Review: After having my community college students read the book for several semesters, I thought I'd see what others readers say about it. The moving, personal praise the book receives - some of which is evidenced on this page - is what inclined faculty to use the book in the first place, but my classroom experience has been less laudatory.

Basically, the best it has ever done is acceptance. I have never seen one student sparked by the book, in the same way that many reviewers here have been. I have seen a number of students loathe the book as overwritten (the dream sequences and plot elements used to motivate characters), preachy, and questionable - many have expressed doubts about the veracity of most all of the characters, but particularly Doc Homer and Codi. They just don't see much in these two as believable or interesting or appealing.

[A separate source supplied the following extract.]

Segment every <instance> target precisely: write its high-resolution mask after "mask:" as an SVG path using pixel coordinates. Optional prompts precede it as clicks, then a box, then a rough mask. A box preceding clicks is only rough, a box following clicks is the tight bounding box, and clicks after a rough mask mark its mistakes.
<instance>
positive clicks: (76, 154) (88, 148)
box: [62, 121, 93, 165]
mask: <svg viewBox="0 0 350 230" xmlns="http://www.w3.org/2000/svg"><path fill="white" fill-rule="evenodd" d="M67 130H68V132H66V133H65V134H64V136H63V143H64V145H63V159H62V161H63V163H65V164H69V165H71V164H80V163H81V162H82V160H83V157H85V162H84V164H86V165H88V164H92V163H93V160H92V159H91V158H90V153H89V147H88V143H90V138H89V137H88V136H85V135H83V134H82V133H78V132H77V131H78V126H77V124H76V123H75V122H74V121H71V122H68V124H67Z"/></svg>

Myself, I feel that the book is well enough written, different enough, and substantial enough to warrant the time needed to read it. It's even enjoyable in a few places, on a first read. However the book hasn't had much resonance for me in subsequent rereadings. I plan to drop it from my syllabus.

Rating: 5 stars
Summary: Animal Dreams
Review: Animal Dreams was a wonderful story of the life of Codi and her experiences in life that led her to love in the end. She explores her childhood in this book with an unintended fear at first, but slowly moves into feeling comfortable with her life, her past, and her future. It was a wonderful book, one that I related to in many ways. :-)

Rating: 5 stars
Summary: Excelent and provacative!
Review: Barbara Kingsolver has given us a novel that opens ones mind in an unending way. She has shown her true knowledge of the southwest and used it to tell the story of Codi, a dependent person, afraid of love, yet needy of it all the same. This novel is about a lost soul searching for approval from others, ultimately finding the road to accepting oneself.